Starburst denies access to every data source by default. Users must first authenticate their identities, either through a Starburst password or an identity and access management (IAM) system. Even when authenticated, users cannot access data unless assigned to a role.
The Starburst access control system uses the following terms:
Within the Starburst system, a company’s human resources schema may include a “Kentucky staff” role that limits employee database access to certain fields for employees living in Kentucky.
This role will include privileges that allow, deny, or limit privileges for the employee database entity.
After authentication, an HR analyst will choose their Kentucky staff role to run a query. Starburst applies row filters to the query that only request records where the state field’s value is “KY”. Modifying the query before sendingit to the data source reduces performance and network overhead while ensuring the data source only returns authorized records.
Before sending the results table to the HR analyst, Starburst applies the column filters and masks specified in the Kentucky staff role.

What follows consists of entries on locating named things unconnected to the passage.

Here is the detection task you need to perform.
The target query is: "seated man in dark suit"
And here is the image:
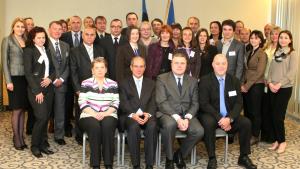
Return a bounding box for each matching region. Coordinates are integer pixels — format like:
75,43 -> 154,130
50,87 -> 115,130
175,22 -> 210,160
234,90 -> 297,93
156,53 -> 204,169
199,54 -> 256,169
70,27 -> 104,144
119,56 -> 157,169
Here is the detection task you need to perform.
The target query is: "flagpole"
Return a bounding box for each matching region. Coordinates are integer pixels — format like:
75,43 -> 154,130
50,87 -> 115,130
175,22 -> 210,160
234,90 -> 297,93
164,0 -> 171,23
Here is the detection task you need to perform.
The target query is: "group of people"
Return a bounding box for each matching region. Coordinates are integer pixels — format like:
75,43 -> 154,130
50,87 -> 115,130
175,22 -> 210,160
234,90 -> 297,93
1,12 -> 298,169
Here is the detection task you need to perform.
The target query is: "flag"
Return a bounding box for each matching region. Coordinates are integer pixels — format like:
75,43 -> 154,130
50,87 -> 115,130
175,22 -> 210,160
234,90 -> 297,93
167,0 -> 175,25
142,0 -> 149,21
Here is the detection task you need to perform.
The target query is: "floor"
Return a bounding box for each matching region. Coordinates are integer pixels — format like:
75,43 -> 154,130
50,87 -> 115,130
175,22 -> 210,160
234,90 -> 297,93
0,112 -> 300,169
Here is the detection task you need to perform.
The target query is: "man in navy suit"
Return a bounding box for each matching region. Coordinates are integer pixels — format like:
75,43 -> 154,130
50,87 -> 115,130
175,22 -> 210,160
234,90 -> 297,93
199,54 -> 257,169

Column masks substitute null values for personal information like a home address and phone number.
A column filter will only display the last four digits of each employee’s Social Security Number.
Other fields will be fully visible for the analyst to use.
Your administrators can quickly create or modify roles within the Starburst interface.
In the Roles and Privileges section, a button click plus the role’s name and description are all it takes.
Authorize the role to run on the right cluster by choosing the Cluster entity type, the appropriate cluster name, and the “use cluster” checkbox.
Select an entity kind and name, specify the applicable schema and tables, and choose the privileges to grant or deny.
Drop-downs let admins quickly assign users to the role.
Create row filters, column masks, and column filters
Fine-grained controls let you limit access to the contents of tables and other entities. To add row filters to a role’s table access permissions, go to the Row Filters section of the main admin interface. Create an SQL-based filter which you can then specify within the role’s table privileges. A similar process applies to column masks and filters.